|
Guidelines for Burn-in Justification and Burn-in Time Determination |
Burn-in is a technique used to increase the
quality of components and systems by operating the item under normal or
accelerated environmental conditions prior to shipment. If a burn-in
procedure is effective, the weak population in the product should be
eliminated. Items that are delivered to the consumer are superior to those
that would have been delivered without burn-in. The commonly used criteria
for evaluating the effectiveness of burn-in testing are: maximum mean
residual life, maximum probability of mission success after burn-in, etc.
Cost is also often considered as one of the objectives. Costs may include
the cost of the burn-in test, cost of warranty claims, cost of items lost to
burn-in and cost of failure. Based on different objectives, different
burn-in testing strategies should be designed. In the design of a burn-in
testing strategy, engineers always ask the following two questions:.
- Do I need to conduct burn-in testing for
my products?
- If so, how long does the burn-in testing
need to last?
In this article, we will briefly investigate
the burn-in techniques and give the answers to these two questions. for more
detailed discussion, please see Ref. [1].
Burn-in
Justification
First, we should be aware that burn-in testing is not necessary
for all the products. In order to benefit from burn-in testing, engineers
should collect failure data to decide whether or not burn-in is necessary
for the product. In this section, a general procedure for the quantification
of a burn-in test is given. It has the following three steps:
- Times-to-failure data collection.
- Initial data analysis.
- Formal parametric data analysis.
Times-to-Failure Data Collection
Times-to-failure data are the key to both
burn-in justification and burn-in time determination. Typically, these data
can be collected from previous burn-in tests, previous life tests or field
failure reports. Depending on how the tests were planned and conducted, or
how the field failures were monitored and recorded, the times-to-failure
data can be complete failure data or censored data (which includes
information about items that did not fail during the observation period,
called “suspensions”).
Initial Data Analysis
Before fitting any failure distribution to
the collected data, it is better to conduct an initial data analysis.
Usually, graphical plotting will give a very straightforward indication
about the failure pattern, such as decreasing failure rate (DFR), increasing
failure rate (IFR), constant failure rate (CFR) or mixed failure rate (MFR);
and whether subpopulations and outliers exist. Weibull probability plots can
serve this purpose very well since the Weibull distribution is a flexible
distribution. Depending on the value of the shape parameter b, the
distribution can describe the failure process with DFR, IFR, CFR and MFR.
Two other plots -- mean residual life (MRL) plots and total time on test (TTT)
plots -- also can be used to identify the patterns of the failures.
For a Weibull distribution, the probability
plot looks like Figure 1.

Figure 1: Weibull Probability Plot By examining the slope of the plot, the failure
rate trend can be obtained. If the slope is greater than 1, the product has
an increasing failure rate. If it is less than 1, a decreasing failure rate
exists. Further parametric analysis should be conducted after the initial
probability plot. By conducting parametric analysis, not only the mean
value, but also the confidence interval of the slope can be obtained.
Probability plots and histogram plots can be
used to identify whether multiple subpopulations exist in the data. The
histogram plot does not require any distribution assumption and is a
non-parametric method. For example, a histogram plot may be obtained as
shown in Figure 2. This plot provides enough evidence to show that there are
two subpopulations in the collected failure data.

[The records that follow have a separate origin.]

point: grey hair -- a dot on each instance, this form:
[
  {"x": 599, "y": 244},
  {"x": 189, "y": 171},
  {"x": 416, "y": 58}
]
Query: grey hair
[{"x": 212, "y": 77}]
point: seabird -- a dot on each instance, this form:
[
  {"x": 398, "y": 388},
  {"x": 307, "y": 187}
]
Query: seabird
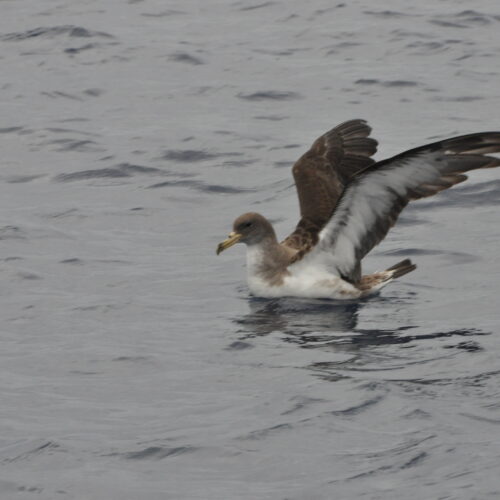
[{"x": 348, "y": 203}]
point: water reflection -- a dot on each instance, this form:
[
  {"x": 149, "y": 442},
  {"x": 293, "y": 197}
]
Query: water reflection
[{"x": 313, "y": 324}]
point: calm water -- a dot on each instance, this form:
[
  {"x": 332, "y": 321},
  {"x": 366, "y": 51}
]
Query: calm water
[{"x": 133, "y": 362}]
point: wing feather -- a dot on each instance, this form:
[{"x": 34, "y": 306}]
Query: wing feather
[
  {"x": 321, "y": 175},
  {"x": 373, "y": 200}
]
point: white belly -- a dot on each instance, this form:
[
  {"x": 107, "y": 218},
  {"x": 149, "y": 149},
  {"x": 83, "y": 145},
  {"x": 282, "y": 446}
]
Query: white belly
[{"x": 305, "y": 284}]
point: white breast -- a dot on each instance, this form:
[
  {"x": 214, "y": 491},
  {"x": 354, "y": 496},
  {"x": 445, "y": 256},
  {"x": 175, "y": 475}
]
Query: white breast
[{"x": 305, "y": 280}]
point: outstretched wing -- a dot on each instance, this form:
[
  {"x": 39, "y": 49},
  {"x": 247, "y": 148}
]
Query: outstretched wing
[
  {"x": 321, "y": 175},
  {"x": 372, "y": 202}
]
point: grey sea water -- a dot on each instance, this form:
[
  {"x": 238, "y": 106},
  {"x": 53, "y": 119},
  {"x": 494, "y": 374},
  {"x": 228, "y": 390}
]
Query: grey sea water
[{"x": 133, "y": 362}]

Figure 2: Histogram Plot of the Failure Data
In the probability or histogram plot, if any
points appear to be outliers, then the test procedure and data records need
to be checked. Any confirmed outliers should be removed from the original
data set before further analysis. Otherwise, such observations should be
kept in the data set.
Formal Parametric Data Analysis
The initial data analysis in the previous
section provides an indication about the failure pattern and subpopulation
behavior, which facilitates the selection of a proper model for describing
the failure process during burn-in. In this section, we will discuss the two
commonly used mathematical models for the failure process during burn-in.
One is the single population Weibull model and another is the mixed-Weibull
model. Since the exponential distribution is a special case of the Weibull
model, the mixed-exponential model falls under the mixed-Weibull family. The
mixed-Weibull model can describe the reliability bathtub curve very well.
Another type of model called the "bathtub curve family" can also be used to
describe the bathtub curve and the burn-in failure process. For details,
please refer to Ref. [1].
Single Population Weibull Model
This model is also called the 2-parameter
Weibull. Its probability density function is given by:
 The failure rate function is given by:
 where b
is the shape parameter and h
is the scale parameter. From Eqn.(2) we can see that if
b is less
than 1, the failure rate will decrease with the time and if
b is larger
than 1, the failure rate will increase with time. If
b is equal
to 1, the failure rate is a constant value. The use of
b to
determine the burn-in time is illustrated later in this article.
Mixed-Weibull Model
In this article, we only consider the 2
population mixed-Weibull model or bimodal mixed-Weibull model. A 2
population mixed-Weibull model can be used to describe a population with two
different distributions. A freak population represents the weak or
substandard components or assemblies with strength values much smaller than
the specified limits. A main population represents a subpopulation of the
strong or standard components or assemblies with strengths around the
specified limits. The weak population is usually caused by defects in the
manufacturing process and the lack of quality control. The probability
density function for the mixed-Weibull model is shown in Figure 3.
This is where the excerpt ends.